Au sein des espaces discontinus, il décrypte deux figures territoriales auxquelles la presque totalité de l’ouvrage est consacrée : la halte comme interface entre mouvement et établissement (humain) et les formes spatiales banales des multiples agrégats bâtis d’une centaine d’habitants. La prise en compte prioritaire de ces microéchelles territoriales constituerait le meilleur moyen d’appréhender les processus d’occupation territoriale dans leur ensemble, de comprendre leur agencement et de faire les propositions d’aménagement les plus efficaces pour concilier urbanisme et déplacement. L’auteur préconise, en le démontrant, de favoriser en priorité le cheminement à pied et d’« emboîter » ensuite les autres niveaux de pratiques de mobilité.
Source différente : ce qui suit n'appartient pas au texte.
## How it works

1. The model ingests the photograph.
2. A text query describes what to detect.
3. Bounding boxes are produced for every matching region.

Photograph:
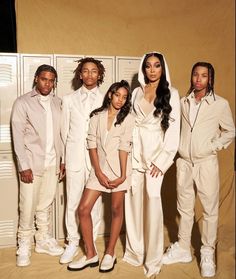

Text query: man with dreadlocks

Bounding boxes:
[60,57,105,264]
[11,64,64,266]
[163,62,235,277]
Pour mieux décrypter la réalité de ces espaces de vie (périphériques des agglomérations), véritables « systèmes de mouvement », Antoine Brès met en avant la notion de « rivaraineté », c’est à dire le fait de lier les espaces de transit avec leurs bordures, de soigner l’aménagement des points d’adhérence avec les infrastructures qui les desservent, pour mieux articuler mobilité et habitabilité .

Cette prédisposition à s’intéresser à l’« arrière-cour » des infrastructures de déplacement amène l’auteur à porter un autre regard sur l’intégration possible des voies ferrées dans leur environnement de proximité pour les traiter comme un tout du système territorial et en atténuer ainsi l’effet de coupure. La démonstration la plus convaincante s’appuie sur la description du passage du tramway dans l’agglomération de Kalsruhe : la plate-forme sur laquelle ce mode de transport circule change de forme et de possibilité d’accès (présence de clôtures ou non) en fonction du degré de rivaraineté, selon qu’il traverse des lieux plus ou moins agglomérés.
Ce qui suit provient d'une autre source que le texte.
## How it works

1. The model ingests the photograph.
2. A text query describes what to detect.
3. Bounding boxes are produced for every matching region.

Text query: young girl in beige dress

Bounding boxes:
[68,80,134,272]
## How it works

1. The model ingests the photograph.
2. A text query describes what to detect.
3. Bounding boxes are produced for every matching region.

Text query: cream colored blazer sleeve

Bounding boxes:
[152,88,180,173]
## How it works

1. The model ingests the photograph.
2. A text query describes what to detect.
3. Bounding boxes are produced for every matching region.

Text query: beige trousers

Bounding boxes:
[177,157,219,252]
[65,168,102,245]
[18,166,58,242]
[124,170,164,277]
Plus généralement, l’ouvrage revient sur des interrogations toujours actuelles telles que les interactions entre densité, accessibilité et proximité spatiale, en proposant des métriques précises pouvant servir de référentiel à une réelle articulation entre ces trois dimensions, appliquées aux agrégats bâtis peu denses – les figures discrètes de l’urbain.

À l’instar de Michel Lussault, Antoine Brès prône la prise en compte du « préalable spatial » à toute analyse territoriale, notamment pour permettre un bon équilibre des modalités de déplacement au sein des territoires de faible densité. Et il n’hésite pas à dénoncer les freins à l’utilisation des mobilités dites alternatives pour desservir ces espaces : une intermodalité insuffisamment développée et l’absence de liaisons convenablement aménagées entre les agrégats habités (discrets plutôt que dispersés, selon l’auteur).

De lecture parfois complexe, émaillé de multiples références bibliographiques et de schémas, cet ouvrage convaincant (qui omet toutefois la dimension du temps comme condition d’accessibilité) constitue une belle confirmation de l’intérêt croissant pour l’étude d’un urbanisme des usages que nombre d’intervenants territoriaux désignent comme le support d’un horizon plus durable pour aménager les territoires urbanisés du futur.